Tone is pretty important, yes. Your remarks about earnestness and whimsy gesture toward the issue, but God! those aren't the terms, no offense to broggers with proprietary claims on those concepts. I don't think he even cared much for sincerity and irony; how awful would it be to be a third round draft pick for irony.

As for signaling, how is it not tautology to say that these déclassé tropes and modes only work when the poets know how to make them work.

I believe Kenneth to have had an entirely sincere interest in the sincerity of morality plays, Aucassin & Nicolette, boys' books, flatness (a la Roussel).

He did finally publish a few ambiguous poems toward the end of his life ("Paradiso," for example).

Jonathan dijo...

It's completely a tautology. I plead guilty to that. I meant that those demode, declasse poetic devices are not sitting there, available for use, but rather need to be rethought before being used. For example, rhyme. Rhyme is a modern device if your model is Byron, but not if your model is Tennyson.

Jordan dijo...

If the model is Tennyson does that make it postmodern?

But I see what you're saying -- I wonder now whether it doesn't imply a contract with the reader for the mutual respect of each other's humanity and capacity for free action. "I won't over-determine your reaction if you promise not to discourage my spontaneity."

Jonathan dijo...

I like that. I feel disrespect for my humanity if the poet wants to put something over on me, insult my intelligence like a Nigerian email spammer.

Joseph Duemer dijo...

". . . the earnestness when it does appear is always framed by whimsy."

This has sometimes turned me off Koch, though his great good humor usually carries the day. And though I love ambiguity, I actually have a lot of sympathy for sincerity. I mean that sincerely.

Irony is one kind of doubling, but there are others.

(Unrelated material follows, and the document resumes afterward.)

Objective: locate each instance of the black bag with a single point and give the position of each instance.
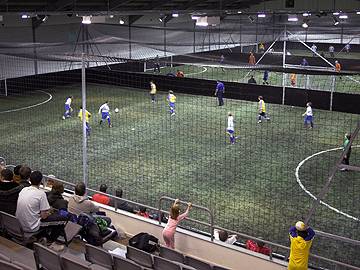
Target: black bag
(145, 242)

Blake's "The Echoing Green" -- to take an example I was just teaching -- doubles back on itself & also doubles the point of view of the speaker, but I take the poem to be utterly sincere. (Hmmm. . . Or do I?)

Andrew Shields dijo...

"Rhyme is a modern device if your model is Byron, but not if your model is Tennyson."

I have to admit that my model is probably Bob Dylan. Where does that leave me?